Si tengo el equivalente de Bs12 al día para estas dos necesidades, podría comprarme hasta 24 panes o 2 botellas de agua de un litro, suponiendo que sólo tengo estas dos opciones. Sería absurdo que compre los 24 panes y me quede con sed; o que compre las dos botellas de agua y luego tenga hambre.
Podría adquirir una botella de agua y 12 panes para suplir esas necesidades básicas. En términos económicos, decimos que las preferencias son “convexas”: nos gusta el horneado “con” café y no el horneado puro o sólo café.
Este ejemplo muy sencillo ilustra que la mayor parte de las veces preferimos “de todo un poco”. Con el presupuesto mensual compramos algo de comida y bebida, adquirimos servicios de transporte, gastamos en muebles y enseres, y compramos servicios de comunicaciones.
En la política la situación es diferente: nos venden posiciones puras (e incluso extremas) y, pocas veces, combinaciones. Nos proponen o libre mercado o control estatal. Nos plantean o una visión muy progresista o una muy conservadora.
En el caso de Argentina teníamos a dos visiones extremas y una más de centro. Las dos que entraron al balotaje (o segunda vuelta) fueron la visión progresista y estatista y la otra que es liberal económicamente y conservadora en otros temas.
Más allá de la necesaria interpretación política, observo un problema importante en la forma en la cual se eligen autoridades.
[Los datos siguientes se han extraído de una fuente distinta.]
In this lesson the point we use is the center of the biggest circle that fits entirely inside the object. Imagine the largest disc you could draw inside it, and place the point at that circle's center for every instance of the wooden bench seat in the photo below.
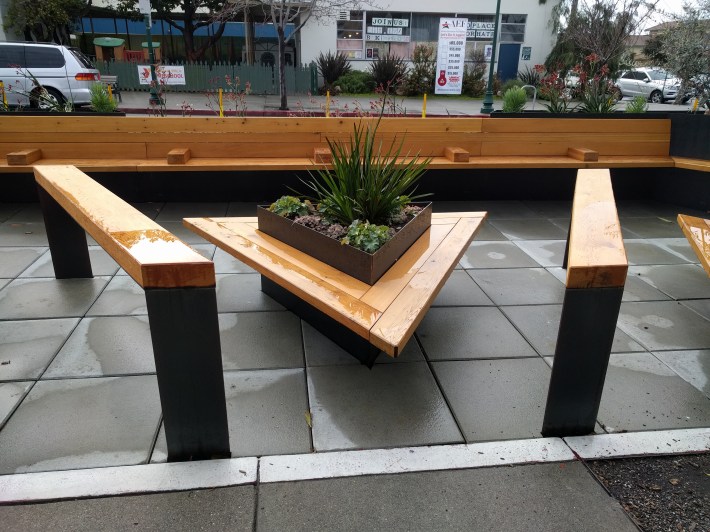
(383, 315)
(180, 294)
(697, 231)
(596, 265)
Actualmente usamos la regla de la mayoría, en la cual se cuentan los votos y se elige la opción con mayor número de votos.
Una alternativa para capturar mejor las preferencias es el sistema de pluralidad, en la cual los votantes ordenan sus preferencias. Si tengo tres alternativas, puedo poner 1 a la que más me gusta, 2 a la siguiente y 3 a la menos preferida. Se suman los puntos y la opción que tiene menos votos es la ganadora.
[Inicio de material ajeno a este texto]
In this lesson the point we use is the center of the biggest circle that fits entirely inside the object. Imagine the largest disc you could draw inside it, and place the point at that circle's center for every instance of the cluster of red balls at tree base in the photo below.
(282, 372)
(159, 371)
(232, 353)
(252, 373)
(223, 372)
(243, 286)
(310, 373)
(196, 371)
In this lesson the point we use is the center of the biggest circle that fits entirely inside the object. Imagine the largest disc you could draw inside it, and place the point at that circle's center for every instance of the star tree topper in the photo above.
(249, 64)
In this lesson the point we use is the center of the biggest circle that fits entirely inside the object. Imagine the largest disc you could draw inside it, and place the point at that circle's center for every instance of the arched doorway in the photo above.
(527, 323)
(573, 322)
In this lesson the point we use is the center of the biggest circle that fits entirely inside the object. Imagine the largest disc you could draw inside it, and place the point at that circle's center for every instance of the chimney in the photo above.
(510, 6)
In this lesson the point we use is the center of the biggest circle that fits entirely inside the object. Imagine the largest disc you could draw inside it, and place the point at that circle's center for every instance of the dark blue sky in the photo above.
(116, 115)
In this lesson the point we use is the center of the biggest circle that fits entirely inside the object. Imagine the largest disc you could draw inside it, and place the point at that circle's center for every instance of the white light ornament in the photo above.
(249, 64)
Y también está el sistema de votación por puntos que es similar a la elección individual que analizamos previamente. A cada votante se le asigna el mismo número de puntos, digamos 100. Entonces puedo asignar el número que guste (60 por ejemplo) a mi mejor opción, un número más pequeño a la segunda (podría ser 25) y el restante (15) a la última. Se suman los puntos y la opción más votada es la ganadora.
Una de las ventajas de este último método es que captura la “intensidad” de las preferencias o qué tanto me gusta cada opción. De hecho, se usa en universidades para que los estudiantes muestren qué materias quieren pasar y con qué profesor.
El pasado 22 de octubre los electores argentinos tenían las tres opciones y solamente podían elegir una de ellas. No creo que todos los votantes de Milei hayan repudiado los planes sociales o que los de Massa no hayan ponderado la estabilidad macroeconómica. Sin embargo, sólo tenían que elegir una opción; y así lo hicieron.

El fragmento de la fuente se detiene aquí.